Performances run through October 15.

By: Oct. 01, 2023

Over a century after its publication, Oscar Wilde’s The Importance of Being Earnest continues to delight audiences across the globe. Brimming with caustic humour and sly social commentary, this 1895 comedy follows the antics of two upper-crust London gentlemen, Algernon "Algie" Moncrieff and John “Jack” Worthing. As an inside joke, the friends share an alter ego: an enigmatic ladies’ man named Ernest. However, what begins as a harmless charade quickly spirals beyond the men’s control, threatening to sabotage their respective reputations and romances. 

Jackie Maxwell’s polished production stars Alexander Ariate as Algie and Jeff Lilico as Jack. Whether bantering with each other or monologuing, Ariate and Lilico paint an amusing picture of upper-class Victorian British life. Algie’s penchant for all things food (“I eat muffins when I’m sad!”) never fails to make the audience laugh, as do Jack’s fervent anecdotes about his unconventional early childhood. 

Another source of comic relief is Jack’s scatterbrained fiancée, Gwendolyn Fairfax (Amelia Sargisson). Though her rapid-fire speech is occasionally difficult to understand, she strikes comedic gold particularly in scenes shared with Gwendolyn’s foreboding mother, Lady Bracknell (Nadien Chu) and Cecily (Helen Belay), Jack’s newly 18-year-old ward. Rounding out the top-notch cast are Davina Stewart as Cecily’s mousy tutor, Miss Prism, Julien Arnold as the bumbling, Reverend Canon Chasuble, and Doug Mertz doubling as Algie’s and Cecily’s beleaguered butlers.  

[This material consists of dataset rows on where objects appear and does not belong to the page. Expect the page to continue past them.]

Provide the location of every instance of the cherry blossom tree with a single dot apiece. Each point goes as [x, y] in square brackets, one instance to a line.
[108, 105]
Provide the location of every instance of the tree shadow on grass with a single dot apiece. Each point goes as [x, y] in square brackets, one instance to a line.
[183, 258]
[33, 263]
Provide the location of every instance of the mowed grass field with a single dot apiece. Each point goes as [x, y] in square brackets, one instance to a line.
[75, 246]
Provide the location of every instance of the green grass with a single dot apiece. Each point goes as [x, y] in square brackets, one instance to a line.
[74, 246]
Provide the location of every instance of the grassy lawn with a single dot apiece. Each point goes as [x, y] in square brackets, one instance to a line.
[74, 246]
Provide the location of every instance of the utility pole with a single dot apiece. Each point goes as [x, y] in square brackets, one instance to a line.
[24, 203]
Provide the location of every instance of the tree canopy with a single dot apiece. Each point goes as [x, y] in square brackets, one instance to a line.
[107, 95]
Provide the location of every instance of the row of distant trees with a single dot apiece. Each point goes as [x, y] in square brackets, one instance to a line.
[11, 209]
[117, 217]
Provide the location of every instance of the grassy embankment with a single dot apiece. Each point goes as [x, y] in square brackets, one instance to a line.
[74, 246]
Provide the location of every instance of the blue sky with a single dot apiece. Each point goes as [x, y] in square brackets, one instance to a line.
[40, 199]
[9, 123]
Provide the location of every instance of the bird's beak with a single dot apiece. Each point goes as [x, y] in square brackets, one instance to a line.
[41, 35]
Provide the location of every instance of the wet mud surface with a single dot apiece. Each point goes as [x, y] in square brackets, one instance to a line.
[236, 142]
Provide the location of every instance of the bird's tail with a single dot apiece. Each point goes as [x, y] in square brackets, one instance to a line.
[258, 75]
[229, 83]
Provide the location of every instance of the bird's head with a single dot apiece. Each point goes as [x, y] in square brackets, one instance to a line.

Any narrative involving posh Victorian Brits requires a lavish period setting, and Michael Gianfrancesco’s intricate set delivers. Algie’s stylish apartment is perfectly colour-coded in shades of gold and dark green while Jack’s idyllic courtyard garden is complete with lush potted plants, manicured shrubs, and a fountain. Instead of evoking the Victorian era, the sets (along with Gianfrancesco’s striking costume design), appear to be inspired by the 1950s. The juxtaposition of these mid-century visuals with the stringent trappings of late Victorian high society translates beautifully on stage.

The Importance of Being Earnest is pure comedic mayhem and an unmissable night of theatre. Audiences can catch it at The Citadel’s intimate Maclab Theatre until October 15.